Author: Prayank 2022-01-21 23:45:34
Published on: 2022-01-21T23:45:34+00:00
The Bob-Pays-For-Transaction (BPFT) policy is a new concept for improving the fee market in Bitcoin through CPFP. The idea is that recipients pay fees for transactions instead of senders, which could potentially promote more adoption of CPFP and improve the fee market. This could also be useful for projects that use market making, like the maker-taker model. The BPFT policy could resolve issues with miner revenue and security and would allow recipients to care about the urgency and security of the payment in many transactions.
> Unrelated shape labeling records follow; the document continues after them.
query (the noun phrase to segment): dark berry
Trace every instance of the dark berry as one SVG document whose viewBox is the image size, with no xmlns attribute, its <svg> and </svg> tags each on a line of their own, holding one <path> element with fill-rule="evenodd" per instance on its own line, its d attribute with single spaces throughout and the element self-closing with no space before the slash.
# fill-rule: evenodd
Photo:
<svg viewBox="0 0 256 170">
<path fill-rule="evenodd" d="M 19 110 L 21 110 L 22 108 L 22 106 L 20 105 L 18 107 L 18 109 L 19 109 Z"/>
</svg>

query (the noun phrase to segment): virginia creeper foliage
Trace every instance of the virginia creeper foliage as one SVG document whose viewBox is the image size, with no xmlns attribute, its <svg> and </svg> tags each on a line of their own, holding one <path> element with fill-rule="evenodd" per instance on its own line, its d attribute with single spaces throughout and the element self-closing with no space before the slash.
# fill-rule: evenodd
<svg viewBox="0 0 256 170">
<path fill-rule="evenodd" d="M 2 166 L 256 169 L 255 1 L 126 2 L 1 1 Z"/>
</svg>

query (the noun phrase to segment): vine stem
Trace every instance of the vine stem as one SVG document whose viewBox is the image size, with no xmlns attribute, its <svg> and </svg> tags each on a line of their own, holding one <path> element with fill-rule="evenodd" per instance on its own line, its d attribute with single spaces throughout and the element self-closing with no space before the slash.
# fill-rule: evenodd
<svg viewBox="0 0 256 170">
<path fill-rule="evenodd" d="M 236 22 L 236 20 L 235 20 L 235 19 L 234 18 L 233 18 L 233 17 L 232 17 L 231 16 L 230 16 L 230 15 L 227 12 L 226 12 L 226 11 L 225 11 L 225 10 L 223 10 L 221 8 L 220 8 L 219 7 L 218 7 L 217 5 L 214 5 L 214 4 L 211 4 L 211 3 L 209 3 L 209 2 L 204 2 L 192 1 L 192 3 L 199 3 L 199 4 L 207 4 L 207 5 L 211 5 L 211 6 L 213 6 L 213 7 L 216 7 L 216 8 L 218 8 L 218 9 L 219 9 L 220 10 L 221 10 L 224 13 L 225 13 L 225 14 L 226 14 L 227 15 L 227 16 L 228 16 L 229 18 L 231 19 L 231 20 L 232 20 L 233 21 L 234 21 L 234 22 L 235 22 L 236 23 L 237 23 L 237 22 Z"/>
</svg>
According to Sergej Kotliar, there are some issues with this policy such as the fact that receivers would send their unconfirmed coins onward expecting others to pay the fees until someone considers the transaction important enough to be confirmed soon. Additionally, if the receiver pays via CPFP, it can become exploitable if known about them. Receiving wallets could provide easy options to use CPFP and pay fees that confirm the parent transaction. The CPFP calculator by djbooth07 or effective fee rate shown in explorers like https://mempool.space can be helpful. On the other hand, spending wallets would broadcast all transactions with 1 sat/vB. It should be noted that Bitcoin Core does not allow users to spend unconfirmed UTXO using GUI and most of the RPC in CLI, however, Kristaps made an interesting point in the linked issue that it could be allowed for transactions that do not signal RBF. It is not considered safe, but a lot of wallets allow this, including Wasabi in which some UI/UX issues related to unconfirmed UTXO were recently found. Finally, it should be noted that the whole fee paid for such transactions wouldn't be paid to the miner confirming the transaction but it would be shared between the miners creating the next N blocks.